Remember, it will take a few minutes for the pot to come to pressure before the cooking countdown begins.
The Instant Pot Duo Pro offers precise temperature control for perfect results every time.
Step 5: Natural Release
Once the cooking cycle is complete, allow the pressure to release naturally for 10 minutes.
This resting period allows the flavors to meld together and the sauce to thicken slightly.
Step 6: Quick Release and Finish
After the 10-minute natural release, carefully turn the pressure valve to “venting” to release any remaining pressure.
When the floating valve drops, it’s safe to open the lid.
Give the curry a gentle stir and taste, adjusting salt if needed.
Step 7: Garnish and Serve
Transfer your creamy chickpea curry to a serving bowl.
For the perfect finishing touch, sprinkle with fresh cilantro leaves and place lime wedges alongside for guests to squeeze over their portions.
The fresh herbs and citrus brightness will elevate all those deep, complex flavors.
What to Serve with Creamy Instant Pot Chickpea Curry
This hearty curry makes a perfect dinner centerpiece, but what to pair it with? Fluffy basmati rice is the classic choice—it soaks up all that creamy sauce beautifully.
For something lighter, try a simple cucumber raita (yogurt with diced cucumber and mint) that offers a cool contrast to the warm spices. Warm naan bread is practically mandatory for scooping up every last bit of that curry goodness.
A simple side salad with lemon dressing brightens the meal, while mango chutney adds a sweet-tangy dimension that complements the savory curry notes.

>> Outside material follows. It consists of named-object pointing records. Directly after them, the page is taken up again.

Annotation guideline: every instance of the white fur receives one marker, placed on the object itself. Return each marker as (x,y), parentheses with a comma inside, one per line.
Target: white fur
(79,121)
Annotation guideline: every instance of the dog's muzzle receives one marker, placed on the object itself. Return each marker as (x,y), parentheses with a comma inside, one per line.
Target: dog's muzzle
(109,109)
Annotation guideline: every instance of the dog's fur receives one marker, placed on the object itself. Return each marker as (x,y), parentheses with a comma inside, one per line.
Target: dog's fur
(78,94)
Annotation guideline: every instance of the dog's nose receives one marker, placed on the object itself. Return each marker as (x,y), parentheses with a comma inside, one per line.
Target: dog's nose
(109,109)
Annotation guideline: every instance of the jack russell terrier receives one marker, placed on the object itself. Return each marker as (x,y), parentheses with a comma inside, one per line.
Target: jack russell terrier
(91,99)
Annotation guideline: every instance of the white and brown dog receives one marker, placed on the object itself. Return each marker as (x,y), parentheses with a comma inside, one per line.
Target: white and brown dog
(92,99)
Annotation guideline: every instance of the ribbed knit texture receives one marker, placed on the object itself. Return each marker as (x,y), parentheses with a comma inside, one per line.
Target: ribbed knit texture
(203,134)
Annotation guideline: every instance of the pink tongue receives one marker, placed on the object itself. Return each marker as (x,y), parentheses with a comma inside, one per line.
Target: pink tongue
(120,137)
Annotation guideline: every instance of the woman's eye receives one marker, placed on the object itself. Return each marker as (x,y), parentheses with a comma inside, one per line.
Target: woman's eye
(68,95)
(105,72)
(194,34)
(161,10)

For drinks, try a cooling mango lassi or, for something stronger, a crisp lager that won’t compete with those complex curry flavors.
Creamy Instant Pot Chickpea Curry Substitutions and Variations
- Make it heartier: Add diced eggplant or cauliflower florets with the chickpeas.

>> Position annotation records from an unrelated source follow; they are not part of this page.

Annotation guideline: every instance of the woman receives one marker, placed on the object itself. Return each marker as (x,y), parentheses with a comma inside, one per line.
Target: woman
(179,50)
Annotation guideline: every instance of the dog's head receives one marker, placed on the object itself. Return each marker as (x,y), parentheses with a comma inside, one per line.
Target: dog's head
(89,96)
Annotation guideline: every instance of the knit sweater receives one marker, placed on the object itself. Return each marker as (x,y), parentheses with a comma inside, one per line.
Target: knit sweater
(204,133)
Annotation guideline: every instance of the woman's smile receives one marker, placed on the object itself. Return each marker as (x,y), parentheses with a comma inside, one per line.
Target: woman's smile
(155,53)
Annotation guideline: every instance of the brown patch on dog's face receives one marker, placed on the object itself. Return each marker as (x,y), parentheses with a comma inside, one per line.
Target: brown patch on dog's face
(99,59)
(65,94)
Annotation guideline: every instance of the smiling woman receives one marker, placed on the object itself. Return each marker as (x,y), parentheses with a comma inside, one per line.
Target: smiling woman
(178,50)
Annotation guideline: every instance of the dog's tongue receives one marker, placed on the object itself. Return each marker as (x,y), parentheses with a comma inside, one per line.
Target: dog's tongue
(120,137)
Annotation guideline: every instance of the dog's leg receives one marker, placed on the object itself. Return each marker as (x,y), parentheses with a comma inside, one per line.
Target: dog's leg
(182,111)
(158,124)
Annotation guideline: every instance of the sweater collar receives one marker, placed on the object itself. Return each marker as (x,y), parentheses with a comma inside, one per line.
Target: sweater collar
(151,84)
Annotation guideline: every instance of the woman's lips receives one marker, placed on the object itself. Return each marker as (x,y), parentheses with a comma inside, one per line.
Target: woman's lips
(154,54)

- Fresh finishes: Top with yogurt swirls, toasted cashews, or a sprinkle of garam masala.
- Low-sodium option: Use no-salt-added tomatoes and chickpeas, then adjust seasoning to taste.

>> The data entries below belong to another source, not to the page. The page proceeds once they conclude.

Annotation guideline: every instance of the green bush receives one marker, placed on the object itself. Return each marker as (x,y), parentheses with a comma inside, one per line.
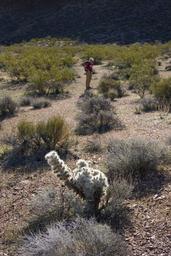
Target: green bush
(162,91)
(46,69)
(115,212)
(133,159)
(96,116)
(26,101)
(7,107)
(93,145)
(110,88)
(53,134)
(148,104)
(40,103)
(76,238)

- Thai-inspired twist: Add a tablespoon of red curry paste and finish with Thai basil instead of cilantro.
Leftovers and Storage for this Creamy Instant Pot Chickpea Curry
This curry actually tastes even better the next day after the flavors have had time to meld together—a perfect make-ahead meal!
Store leftovers in airtight containers in the refrigerator for up to 4 days, or freeze portions for up to 3 months.
For refrigerated leftovers, reheat gently on the stovetop with a splash of water or coconut milk to maintain creaminess.
Microwave works too—just cover and heat at 70% power, stirring halfway through.
When freezing, leave a little space at the top of containers for expansion.
Thaw overnight in the fridge before reheating.
The chickpeas might absorb some liquid during storage, so don’t be afraid to add a touch more coconut milk when warming it back up to restore that luscious texture.
Final Thoughts
There’s something truly magical about a dish that delivers so much flavor with so little effort.
This Instant Pot Chickpea Curry combines the warmth of aromatic spices with creamy coconut milk and hearty chickpeas to create a meal that feels like a hug in a bowl.
It’s become my go-to recipe for those hectic weeknights when time is short but I refuse to compromise on taste.
The beauty of pressure cooking transforms simple pantry staples into something that tastes like it’s been simmering all day—in just minutes.
Whether you’re feeding a family or meal prepping for one, this curry delivers comfort and nourishment when you need it most.